For the PASAC-PIDLag algorithm, the total reward and cost at each timestep are given by

\begin{matrix} r_{total} & = r_{lc} + r_{spd} + r_{dis} + r_{jerk} \\ Cos t & = \{\begin{matrix} Cos t + 1 & if 0 < TTC < 2.7 s \\ Cos t & if TTC \geq 2.7 \end{matrix} \end{matrix}

(18)

We do not include collisions in the cost calculation because the safety policy derived from safe RL may sometimes approach the collision constraint too closely, potentially resulting in collisions.

4. Experiments and Results

In this section, we present the training results under a traffic density of 15 veh/km. The PASAC-PIDLag algorithm outperforms the PASAC-Lag in terms of rewards and costs. The PASAC-Lag method is the traditional Lagrangian method that focuses solely on integral control. Therefore, we did not conduct tests on it. We analyzed both PASAC-PIDLag and PASAC algorithms under a traffic density of 15 veh/km. Additionally, we conducted a generalization analysis of these two algorithms under traffic densities of 10 veh/km and 18 veh/km.

4.1. Training

Our training setup consisted of an NVIDIA RTX 3060 GPU and an Intel i7-12700F CPU, with each training session running for approximately 5 h and covering 400,000 timesteps. The timestep interval was set at 0.1 s to better reflect real-world scenarios. Additionally, we initialized vehicles on the main road within a 50 m buffer zone at the start of each episode. The initial speed of the ego vehicle was set to 8.33 m/s. At the beginning of each episode, the lane for ego vehicle departure was randomly chosen from the two-lane road. During the training process, we evaluated ten episodes for each training episode, and we selected the best-performing policy as the model for subsequent testing.

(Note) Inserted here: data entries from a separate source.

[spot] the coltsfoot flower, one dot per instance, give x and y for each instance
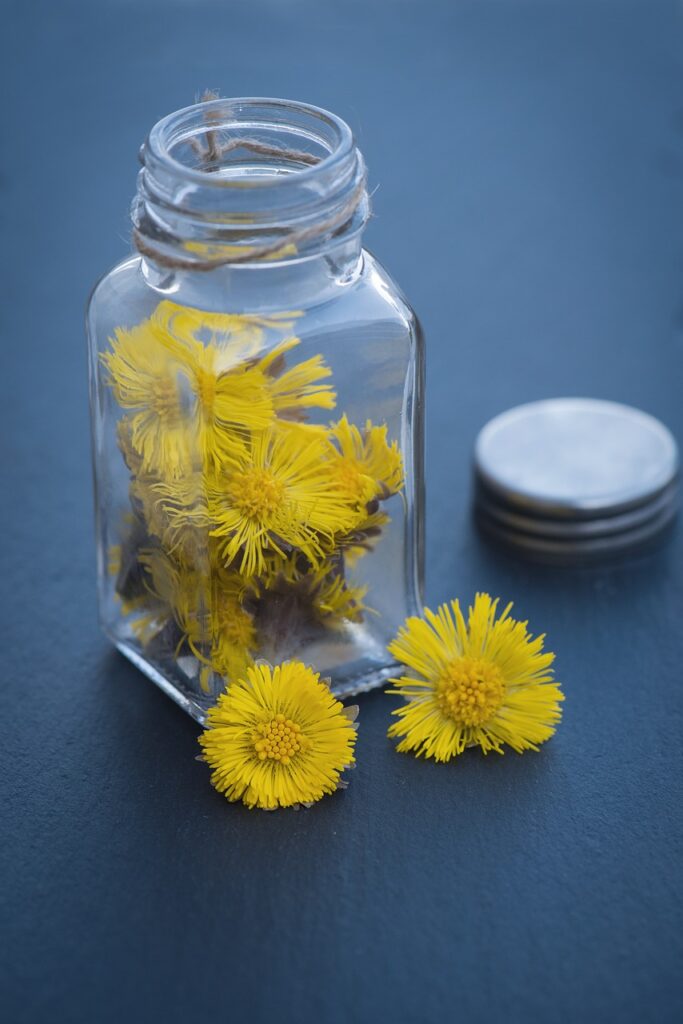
(484, 682)
(278, 737)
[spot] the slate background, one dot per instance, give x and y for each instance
(529, 163)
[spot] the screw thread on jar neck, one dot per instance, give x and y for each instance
(247, 181)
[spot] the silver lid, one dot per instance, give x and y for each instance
(575, 458)
(574, 478)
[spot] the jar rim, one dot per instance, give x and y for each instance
(168, 131)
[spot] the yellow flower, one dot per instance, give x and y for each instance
(364, 461)
(190, 401)
(175, 512)
(323, 593)
(298, 388)
(480, 683)
(279, 738)
(240, 339)
(209, 610)
(244, 333)
(278, 497)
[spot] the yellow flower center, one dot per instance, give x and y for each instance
(353, 480)
(257, 493)
(279, 739)
(164, 398)
(470, 690)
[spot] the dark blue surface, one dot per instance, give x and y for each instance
(529, 163)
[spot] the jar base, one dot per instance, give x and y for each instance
(364, 677)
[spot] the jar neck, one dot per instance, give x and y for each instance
(230, 186)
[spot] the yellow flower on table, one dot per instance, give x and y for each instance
(279, 496)
(481, 682)
(278, 737)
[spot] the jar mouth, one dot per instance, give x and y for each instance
(231, 180)
(176, 138)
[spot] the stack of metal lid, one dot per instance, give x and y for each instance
(575, 479)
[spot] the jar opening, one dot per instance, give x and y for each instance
(247, 179)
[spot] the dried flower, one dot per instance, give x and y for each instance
(278, 737)
(483, 682)
(279, 497)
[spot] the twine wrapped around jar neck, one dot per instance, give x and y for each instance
(151, 244)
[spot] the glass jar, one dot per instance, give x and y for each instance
(256, 388)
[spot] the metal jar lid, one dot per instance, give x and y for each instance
(574, 478)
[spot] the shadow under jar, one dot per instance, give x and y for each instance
(256, 388)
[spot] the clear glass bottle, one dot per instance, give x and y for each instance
(256, 387)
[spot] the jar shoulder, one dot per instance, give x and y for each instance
(126, 295)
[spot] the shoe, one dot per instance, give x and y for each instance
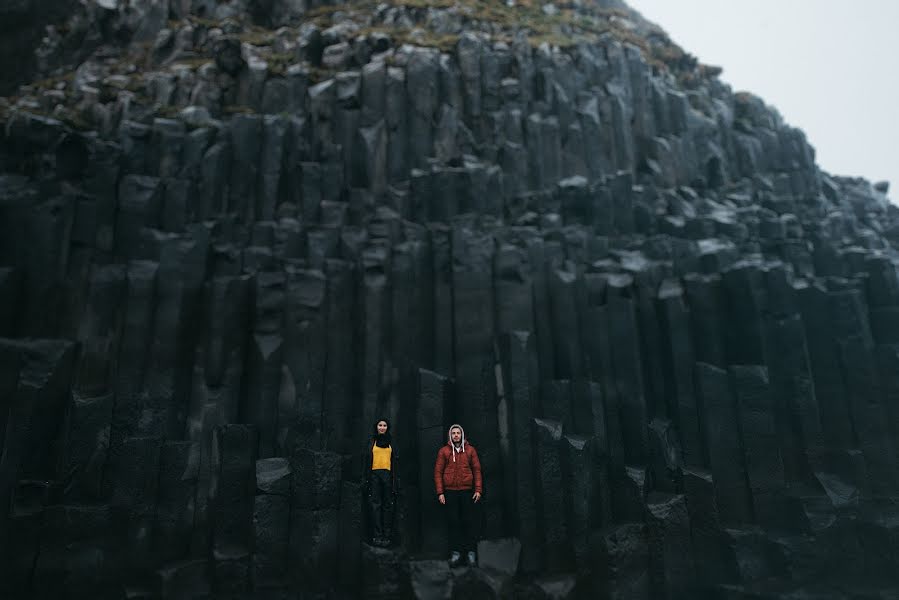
(455, 559)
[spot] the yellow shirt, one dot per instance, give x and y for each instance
(380, 458)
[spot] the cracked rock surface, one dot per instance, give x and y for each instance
(233, 234)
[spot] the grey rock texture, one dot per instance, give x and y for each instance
(233, 234)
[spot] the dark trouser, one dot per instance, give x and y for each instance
(461, 518)
(380, 503)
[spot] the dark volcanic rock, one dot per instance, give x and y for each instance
(227, 249)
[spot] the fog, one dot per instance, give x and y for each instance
(830, 67)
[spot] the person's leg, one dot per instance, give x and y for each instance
(468, 509)
(388, 507)
(375, 499)
(454, 520)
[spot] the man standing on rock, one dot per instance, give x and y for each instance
(457, 479)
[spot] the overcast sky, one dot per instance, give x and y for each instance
(830, 67)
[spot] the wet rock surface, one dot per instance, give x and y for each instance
(233, 234)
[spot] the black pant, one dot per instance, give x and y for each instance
(380, 503)
(461, 518)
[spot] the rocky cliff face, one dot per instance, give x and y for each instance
(233, 234)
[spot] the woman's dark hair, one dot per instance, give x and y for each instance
(381, 439)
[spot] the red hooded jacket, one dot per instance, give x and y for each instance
(457, 469)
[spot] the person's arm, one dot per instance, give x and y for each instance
(439, 466)
(476, 471)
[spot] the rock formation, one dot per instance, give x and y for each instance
(234, 233)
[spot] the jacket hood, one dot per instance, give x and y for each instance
(449, 439)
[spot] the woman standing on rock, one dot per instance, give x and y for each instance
(379, 469)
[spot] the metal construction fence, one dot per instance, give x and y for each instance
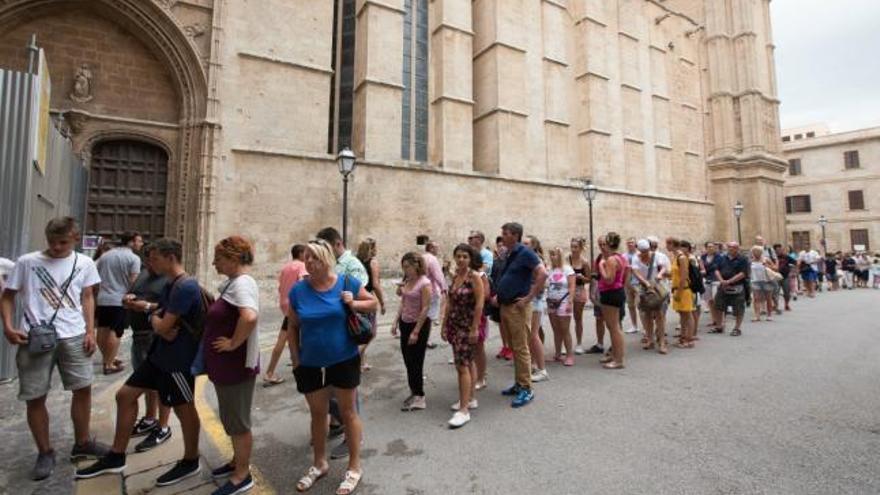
(30, 197)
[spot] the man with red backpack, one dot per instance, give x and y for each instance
(177, 321)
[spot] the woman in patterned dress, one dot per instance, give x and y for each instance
(461, 325)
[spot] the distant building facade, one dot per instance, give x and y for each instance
(836, 176)
(202, 118)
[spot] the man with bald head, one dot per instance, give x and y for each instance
(732, 273)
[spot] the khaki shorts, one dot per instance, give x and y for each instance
(235, 403)
(35, 370)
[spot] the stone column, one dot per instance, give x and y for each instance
(451, 72)
(500, 109)
(744, 160)
(378, 75)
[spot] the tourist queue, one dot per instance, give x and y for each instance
(330, 299)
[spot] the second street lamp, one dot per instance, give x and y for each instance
(822, 223)
(737, 212)
(346, 161)
(590, 191)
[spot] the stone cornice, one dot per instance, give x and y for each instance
(451, 27)
(116, 118)
(376, 82)
(380, 5)
(271, 59)
(498, 44)
(500, 109)
(418, 167)
(455, 99)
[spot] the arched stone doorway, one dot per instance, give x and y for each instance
(127, 185)
(175, 115)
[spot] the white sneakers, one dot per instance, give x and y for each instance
(414, 403)
(540, 375)
(473, 404)
(459, 419)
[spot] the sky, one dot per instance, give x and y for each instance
(828, 62)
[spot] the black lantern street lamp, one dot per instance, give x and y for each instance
(346, 161)
(737, 212)
(590, 191)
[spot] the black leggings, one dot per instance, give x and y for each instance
(414, 355)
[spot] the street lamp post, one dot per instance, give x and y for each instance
(737, 212)
(590, 191)
(822, 223)
(346, 161)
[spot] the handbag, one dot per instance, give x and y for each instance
(554, 304)
(360, 325)
(198, 366)
(653, 297)
(773, 274)
(42, 337)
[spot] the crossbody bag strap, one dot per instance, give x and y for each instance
(64, 288)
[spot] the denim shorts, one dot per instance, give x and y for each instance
(35, 370)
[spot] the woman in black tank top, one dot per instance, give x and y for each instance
(367, 255)
(581, 269)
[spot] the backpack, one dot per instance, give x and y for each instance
(197, 328)
(695, 278)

The hyperparameter configurations for the PASAC-PIDLag, PASAC-Lag, and PASAC algorithms are listed in Table 1. Figure 2 illustrates the training curves for these algorithms. From the training curves, it is evident that the PASAC-PIDLag algorithm demonstrates superior performance compared to both the PASAC-Lag and PASAC algorithms. The training curve of the PASAC-PIDLag algorithm outperforms that of the PASAC-Lag, as the incorporation of PID control in PASAC-PIDLag has successfully reduced the oscillation amplitudes of the cost, leading to more stable performance. Consequently, the PASAC-Lag algorithm was not considered for further testing.

4.2. Testing

In our experiments, we evaluated the performance of the trained policy over 400 episodes under a traffic density of 15 veh/km, encompassing approximately 300,000 timesteps. At the onset of each episode, the initial velocity of the ego vehicle was set to 8.33 m/s (equivalent to 30 km/h). Moreover, to assess the generalizability of our approach, we also conducted tests on the aforementioned strategy at traffic densities of 10 veh/km and 18 veh/km.

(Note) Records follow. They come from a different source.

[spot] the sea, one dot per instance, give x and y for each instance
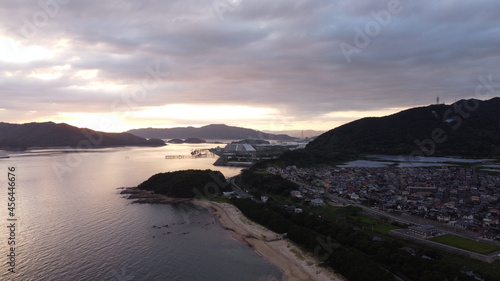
(70, 222)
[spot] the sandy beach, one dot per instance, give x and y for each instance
(290, 259)
(293, 262)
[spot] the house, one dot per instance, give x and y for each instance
(317, 202)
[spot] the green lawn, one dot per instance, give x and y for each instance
(385, 228)
(466, 244)
(333, 212)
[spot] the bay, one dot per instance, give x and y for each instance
(72, 223)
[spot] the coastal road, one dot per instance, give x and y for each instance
(404, 220)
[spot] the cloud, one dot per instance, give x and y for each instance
(282, 55)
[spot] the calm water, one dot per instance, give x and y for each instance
(73, 225)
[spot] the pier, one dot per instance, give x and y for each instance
(195, 153)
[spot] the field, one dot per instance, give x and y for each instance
(466, 244)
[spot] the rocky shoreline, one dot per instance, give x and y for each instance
(140, 196)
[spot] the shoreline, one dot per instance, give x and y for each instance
(295, 264)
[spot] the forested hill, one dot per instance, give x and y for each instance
(465, 128)
(49, 134)
(186, 183)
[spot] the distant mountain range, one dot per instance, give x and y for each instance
(297, 133)
(214, 132)
(466, 128)
(49, 134)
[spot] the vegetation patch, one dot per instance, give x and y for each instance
(465, 244)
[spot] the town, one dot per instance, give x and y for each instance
(456, 196)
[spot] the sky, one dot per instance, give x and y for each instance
(269, 65)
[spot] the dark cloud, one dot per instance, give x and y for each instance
(274, 54)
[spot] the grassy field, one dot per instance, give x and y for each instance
(336, 212)
(466, 244)
(385, 228)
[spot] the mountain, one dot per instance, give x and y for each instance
(298, 133)
(468, 128)
(50, 134)
(214, 131)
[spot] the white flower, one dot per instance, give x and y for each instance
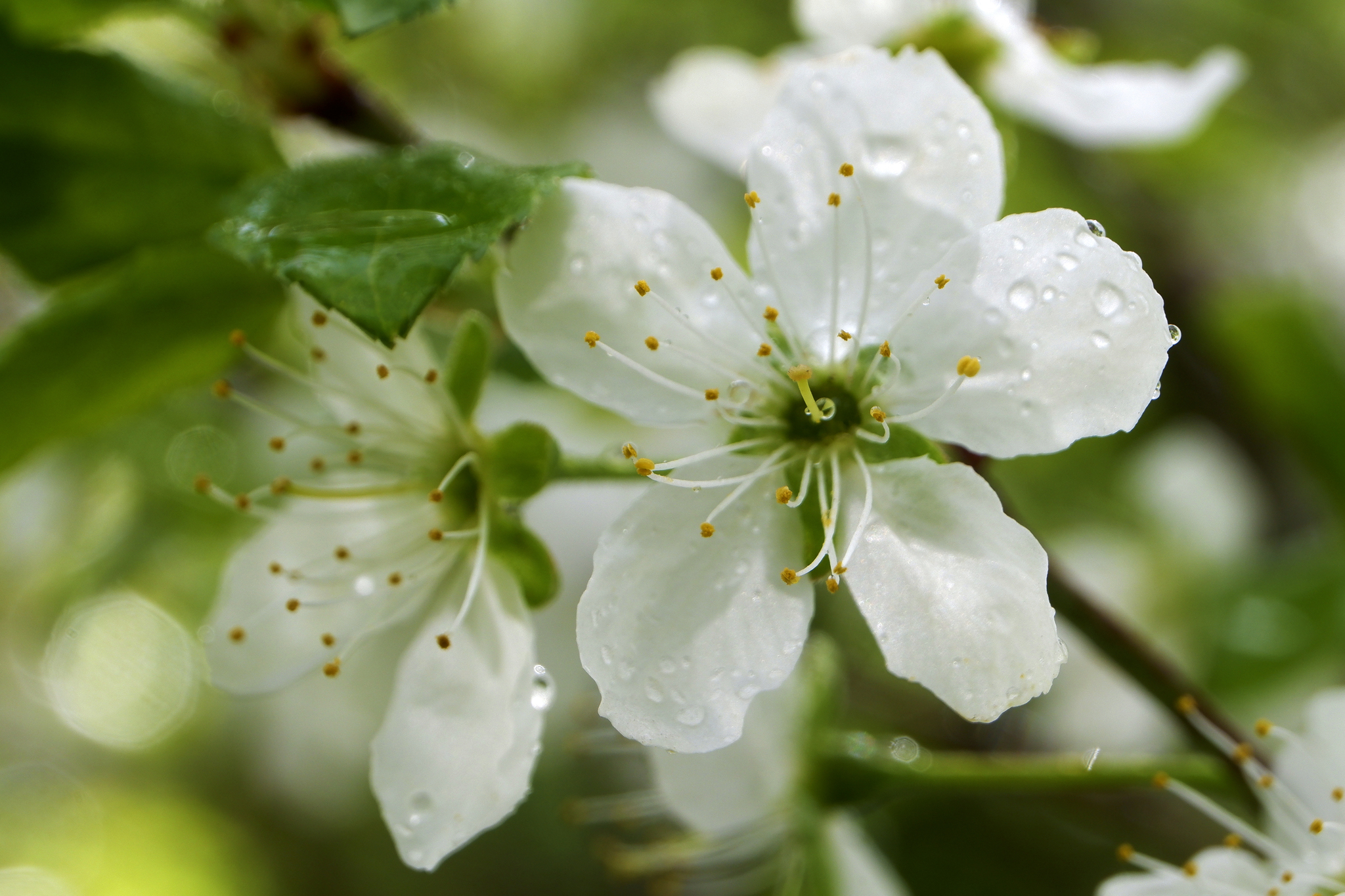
(357, 548)
(1300, 849)
(872, 178)
(715, 98)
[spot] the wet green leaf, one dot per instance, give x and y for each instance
(376, 237)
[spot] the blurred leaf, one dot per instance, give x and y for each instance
(521, 461)
(118, 340)
(468, 360)
(97, 159)
(376, 237)
(525, 555)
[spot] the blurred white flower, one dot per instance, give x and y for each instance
(354, 548)
(871, 178)
(713, 100)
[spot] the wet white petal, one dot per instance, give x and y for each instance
(575, 270)
(927, 161)
(860, 868)
(713, 100)
(343, 598)
(1069, 328)
(460, 736)
(681, 631)
(1116, 104)
(954, 590)
(725, 789)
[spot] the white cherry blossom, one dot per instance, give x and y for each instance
(713, 100)
(376, 534)
(884, 292)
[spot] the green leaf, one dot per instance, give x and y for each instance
(97, 159)
(525, 555)
(521, 459)
(115, 341)
(376, 237)
(468, 360)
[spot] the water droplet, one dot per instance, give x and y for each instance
(692, 716)
(1109, 300)
(1023, 295)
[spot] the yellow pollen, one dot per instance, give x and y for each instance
(969, 366)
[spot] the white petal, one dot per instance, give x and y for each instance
(343, 598)
(462, 735)
(726, 789)
(860, 868)
(954, 590)
(1116, 104)
(1069, 328)
(575, 270)
(681, 631)
(713, 101)
(927, 160)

4.3. Comparison and Analysis

Based on the results obtained from the dataset of 400 test episodes, as shown in Table 2, it is evident that the PASAC-PIDLag algorithm outperformed the PASAC algorithm on multiple evaluation metrics. The PASAC-PIDLag algorithm exhibited a notably lower collision rate, indicating a safer driving policy adept at mitigating the risk of accidents more effectively. In addition, this algorithm necessitated fewer lane-change maneuvers, suggesting more stable and efficient driving behavior with the potential to diminish disruptive actions within the traffic flow. In terms of velocity, the PASAC-PIDLag algorithm achieved a higher average speed, a pivotal factor in enhancing the rate of transport. Moreover, the jerk metric was significantly reduced for the PASAC-PIDLag algorithm. Upon comprehensive consideration of these performance indicators, the PASAC-PIDLag algorithm surpassed the PASAC algorithm in terms of both optimality and safety.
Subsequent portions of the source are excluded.